I ran your code on my single socket Intel Xeon E5-1620 @ 3.6 GHz. This has 4 cores and hyper-threading (so eight hardware threads). I get:

1 threads: 156s 
4 threads: 37s  (156/4 = 39s)
8 threads: 30s  (156/8 = 19.5s)

Notice that for 4 threads the scaling is almost linear but for 8 threads the hyper-threading only helps a little (at least it helps). Another strange observation is that my single threaded results are much lower than yours (MSVC2013 64bit release mode). I would expect a faster single threaded ivy bridge core to easily trump a slower AMD pile driver core. This does not make sense to me.
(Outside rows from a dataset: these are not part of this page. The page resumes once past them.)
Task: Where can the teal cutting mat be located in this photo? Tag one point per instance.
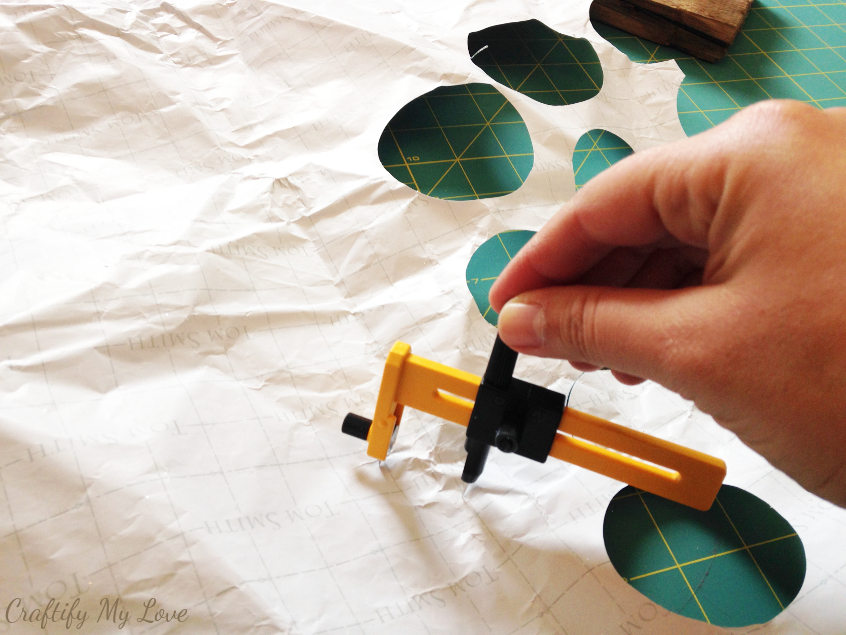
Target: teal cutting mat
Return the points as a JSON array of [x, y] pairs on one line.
[[468, 142]]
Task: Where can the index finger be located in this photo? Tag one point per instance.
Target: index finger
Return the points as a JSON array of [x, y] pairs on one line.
[[624, 206]]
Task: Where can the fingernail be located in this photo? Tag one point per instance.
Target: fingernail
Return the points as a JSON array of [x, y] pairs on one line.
[[521, 324]]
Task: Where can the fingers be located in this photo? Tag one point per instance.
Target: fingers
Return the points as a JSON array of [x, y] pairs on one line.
[[636, 332], [661, 199]]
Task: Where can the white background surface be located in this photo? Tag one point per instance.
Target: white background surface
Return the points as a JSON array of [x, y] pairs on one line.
[[203, 268]]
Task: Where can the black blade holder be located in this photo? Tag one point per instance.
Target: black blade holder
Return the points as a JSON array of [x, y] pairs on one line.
[[511, 414]]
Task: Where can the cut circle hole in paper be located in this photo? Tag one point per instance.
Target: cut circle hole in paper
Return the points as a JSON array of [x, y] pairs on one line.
[[596, 150], [737, 564], [458, 142], [537, 61], [487, 263]]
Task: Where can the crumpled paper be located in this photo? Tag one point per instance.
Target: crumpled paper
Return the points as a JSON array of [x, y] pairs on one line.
[[204, 266]]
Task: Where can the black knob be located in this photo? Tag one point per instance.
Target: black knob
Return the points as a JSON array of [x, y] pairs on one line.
[[506, 438], [356, 426]]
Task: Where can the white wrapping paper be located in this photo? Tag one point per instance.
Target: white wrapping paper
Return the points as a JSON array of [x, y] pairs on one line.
[[203, 267]]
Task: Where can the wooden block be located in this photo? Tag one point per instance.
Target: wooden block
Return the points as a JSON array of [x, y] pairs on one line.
[[703, 28]]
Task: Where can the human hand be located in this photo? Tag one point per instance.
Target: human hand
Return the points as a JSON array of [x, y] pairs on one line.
[[715, 266]]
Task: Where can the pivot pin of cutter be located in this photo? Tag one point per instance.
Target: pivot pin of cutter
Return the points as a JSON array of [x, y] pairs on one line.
[[516, 416]]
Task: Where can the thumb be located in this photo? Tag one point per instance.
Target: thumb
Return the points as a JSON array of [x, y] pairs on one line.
[[649, 333]]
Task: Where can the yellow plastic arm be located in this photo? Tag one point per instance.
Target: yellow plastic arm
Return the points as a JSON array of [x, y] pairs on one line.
[[663, 468]]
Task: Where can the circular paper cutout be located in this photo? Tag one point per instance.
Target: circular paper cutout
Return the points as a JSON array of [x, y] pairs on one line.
[[459, 143], [487, 262], [739, 563]]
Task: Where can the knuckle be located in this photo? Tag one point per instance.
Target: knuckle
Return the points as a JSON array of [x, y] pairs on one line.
[[577, 328]]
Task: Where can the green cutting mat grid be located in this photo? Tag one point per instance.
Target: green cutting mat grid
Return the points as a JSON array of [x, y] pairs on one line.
[[737, 564], [458, 142], [468, 142], [787, 49], [596, 150], [537, 61]]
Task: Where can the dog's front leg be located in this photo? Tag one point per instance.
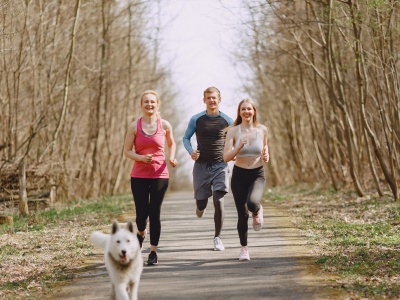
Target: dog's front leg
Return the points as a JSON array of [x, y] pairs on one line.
[[112, 295], [133, 290], [121, 292]]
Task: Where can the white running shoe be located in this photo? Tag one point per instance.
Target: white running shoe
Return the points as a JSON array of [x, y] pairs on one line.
[[200, 213], [244, 253], [258, 220], [218, 246]]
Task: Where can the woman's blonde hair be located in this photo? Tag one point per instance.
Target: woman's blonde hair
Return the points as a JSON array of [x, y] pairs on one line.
[[239, 118], [152, 92]]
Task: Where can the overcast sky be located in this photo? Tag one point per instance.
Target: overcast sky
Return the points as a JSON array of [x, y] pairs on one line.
[[198, 37]]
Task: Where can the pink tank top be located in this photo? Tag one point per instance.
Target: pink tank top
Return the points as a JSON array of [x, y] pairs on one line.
[[150, 144]]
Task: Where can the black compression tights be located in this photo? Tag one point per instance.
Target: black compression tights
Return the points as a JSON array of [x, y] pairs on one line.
[[219, 214]]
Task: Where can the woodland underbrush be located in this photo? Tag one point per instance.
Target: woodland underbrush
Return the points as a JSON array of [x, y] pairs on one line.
[[357, 239]]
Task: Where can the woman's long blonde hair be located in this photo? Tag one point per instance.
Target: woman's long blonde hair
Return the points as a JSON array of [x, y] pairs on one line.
[[239, 118]]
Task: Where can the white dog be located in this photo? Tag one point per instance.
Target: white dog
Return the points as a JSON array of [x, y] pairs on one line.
[[123, 259]]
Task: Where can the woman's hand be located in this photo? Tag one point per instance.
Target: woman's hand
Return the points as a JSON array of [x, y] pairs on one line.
[[147, 158], [173, 162], [265, 154], [195, 154]]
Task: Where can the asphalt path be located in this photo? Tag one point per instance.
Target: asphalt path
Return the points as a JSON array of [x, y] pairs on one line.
[[281, 265]]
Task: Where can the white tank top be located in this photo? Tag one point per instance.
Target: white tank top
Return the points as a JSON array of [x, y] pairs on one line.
[[255, 149]]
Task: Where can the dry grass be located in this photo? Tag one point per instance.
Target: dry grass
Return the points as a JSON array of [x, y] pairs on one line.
[[357, 239]]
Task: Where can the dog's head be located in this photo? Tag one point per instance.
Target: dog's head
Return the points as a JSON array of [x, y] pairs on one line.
[[124, 245]]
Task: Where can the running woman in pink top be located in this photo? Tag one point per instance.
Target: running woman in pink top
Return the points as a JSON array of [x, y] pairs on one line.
[[144, 144]]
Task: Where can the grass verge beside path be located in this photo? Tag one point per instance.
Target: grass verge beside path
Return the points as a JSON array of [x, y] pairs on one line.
[[47, 247], [357, 239]]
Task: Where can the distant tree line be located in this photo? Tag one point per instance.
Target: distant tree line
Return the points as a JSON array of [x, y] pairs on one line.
[[326, 76], [71, 73]]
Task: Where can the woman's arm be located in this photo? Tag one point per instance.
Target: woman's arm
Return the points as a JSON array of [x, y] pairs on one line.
[[170, 143], [230, 151], [265, 152], [129, 146]]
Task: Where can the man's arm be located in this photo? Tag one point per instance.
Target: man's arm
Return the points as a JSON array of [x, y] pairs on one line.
[[190, 130]]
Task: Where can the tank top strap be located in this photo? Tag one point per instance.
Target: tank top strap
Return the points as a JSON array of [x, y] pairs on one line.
[[159, 125], [139, 125]]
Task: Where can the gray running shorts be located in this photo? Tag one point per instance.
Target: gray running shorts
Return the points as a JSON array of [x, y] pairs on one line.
[[209, 177]]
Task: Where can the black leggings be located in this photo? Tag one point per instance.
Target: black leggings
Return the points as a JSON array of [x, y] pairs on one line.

2.) Intel Turbo Boost and AMD Turbo Core.

Intel has a technology called Turbo Boost which changes the clock frequency based on the number of threads that are running. When all threads are being run the turbo boost is at it's lowest value. On Linux the only application I know that can measure this when an operation is running is powertop. Getting the real operating frequency is not something so easy to measure (for one it needs root access). On Windows you can use CPUz. In any case the result is that you can't expect linear scaling when only running one thread compared to running the maximum number of real cores.

Once again, I have little experience with AMD processors but as far as I can tell their technology is called Turbo Core and I expect the effect to be similar. This is the reason that a good benchmark disables turbo frequency modes (in the BIOS if you can) when comparing threaded code.